2018: Must do better

After a week’s break – well, sort of – it’s back to Brexit with a vengeance. The big hope for 2018 is that the government will finally get to grips with what is involved in achieving a seamless divorce from the EU.  At the moment, we seem to be heading for a most unsatisfactory “transitional arrangement” which will see us still stuck in the EU in all but name for a further 21 months.  We would not be able to restrict freedom of movement, we would not regain control of fisheries and we would be stuck with every piece of legislation the EU cares to throw at us without any say in how these laws are framed.

It’s hardly surprising that Theresa May’s popularity is plummeting and public anger is rising as confidence in the ability of her team to deliver a decent Brexit is falling.  A poll conducted by YouGov found that six out of ten think that ministers are negotiating with the EU “badly”.
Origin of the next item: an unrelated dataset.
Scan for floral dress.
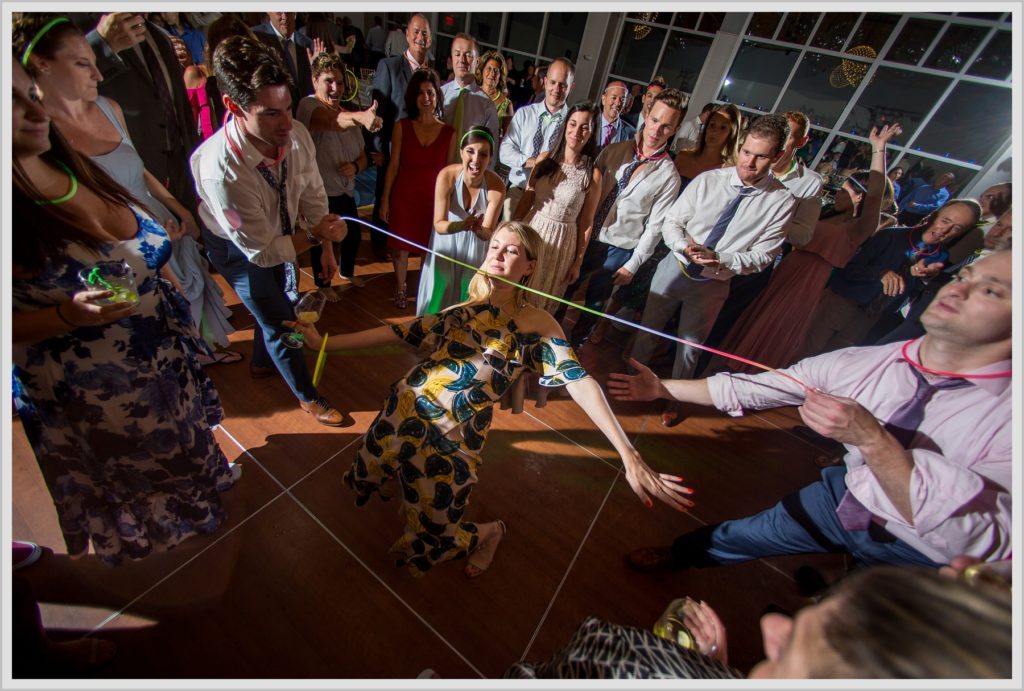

Two Brexit stories did surface during Christmas week – the welcome return of our traditional blue passports in 2019 and the proposal to award a knighthood to Nick Clegg. Enthusiasm for the former has been dismissed as old fashioned jingoism, but this is to miss the point. The production of our own passports without any reference to the European Union will be a powerful symbol that we are once again a sovereign nation, deciding our own laws and no longer being shoehorned into a madcap project which can only end in a catastrophic failure. The colour of the passport is irrelevant.

As for Nick Clegg’s knighthood, while he did serve as Deputy Prime Minister, viewed from a broader perspective, it is a reward for failure.  After leading his party into coalition with the Conservatives, the Lib Dems were decimated at the following general election. He failed to achieve his great ambition of bringing in a new voting system and then found himself on the wrong side of the Brexit campaign, losing his seat as a result. For anyone who feels that a reward to such an individual is totally misguided, you may like to sign this petition objecting to it. At time of writing, it has already gained over 45,000 signatures.

In 2018, it’s also important for us ordinary Brexit-supporters to up our game. Our enemies are still scheming. We were recently sent this link which comes for a pro-EU website urging people to spend their money supporting pro-EU groups rather than Brexit supporters. Companies and individual on both side of the debate are named. So although we believe it’s time to move on from the divisions of 2016, in the face of such malice, perhaps it behoves us to give our support to the likes of Wetherspoons, Tate & Lyle and Dyson rather than EasyJet or anything connected with the Virgin group.

We also need to up our game in explaining the real reasons for the Brexit vote, especially for the young. The appearance of this piece on the Huffington Post website a full 18 months after the referendum is very sad and deeply concerning.  The author, who identifies himself as a “millenial” still sees the Brexit vote as driven by nostalgia – particularly among older voters. The message still hasn’t got across that it was about re-joining the world instead of being stuck in the myopic, misguided and failing European project. Beyond the EU, the project is viewed negatively in a number of other neighbouring countries – including in some accession states. It’s not just old-fashioned English fogeys who don’t like the idea at all; plenty of ordinary people around the world share their disdain for the project.

The writer enthuses about proportional representation. People like him need to be told that if we really want to update our democracy, the answer is not to change the means by which we choose our elected representatives but the degree to which we can call them to account. Significantly, the best country in Europe, if not the world, to offer us a model for an advanced democracy fit for the 21st century is Switzerland, where “only a few lunatics” want their country to join the EU.

The young will be the main beneficiaries from Brexit. They won’t have to deal with the problem which has plagued us for over 40 years. They will be the main beneficiaries from the cut in migration – which is already happening – as fewer foreigners entering the UK will reduce the pressure on the housing market. Above all, they will reap the financial benefits, which are for the long term rather than for the immediate post-Brexit period. Rather than voting Brexit for selfish reasons, the older generation sought our departure from the EU for the good of their children and grandchildren as much as for themselves. The challenge for all of us in this new year is to get this message across. We too need to do better.

On that note, we in CIB wish you all a Happy New Year.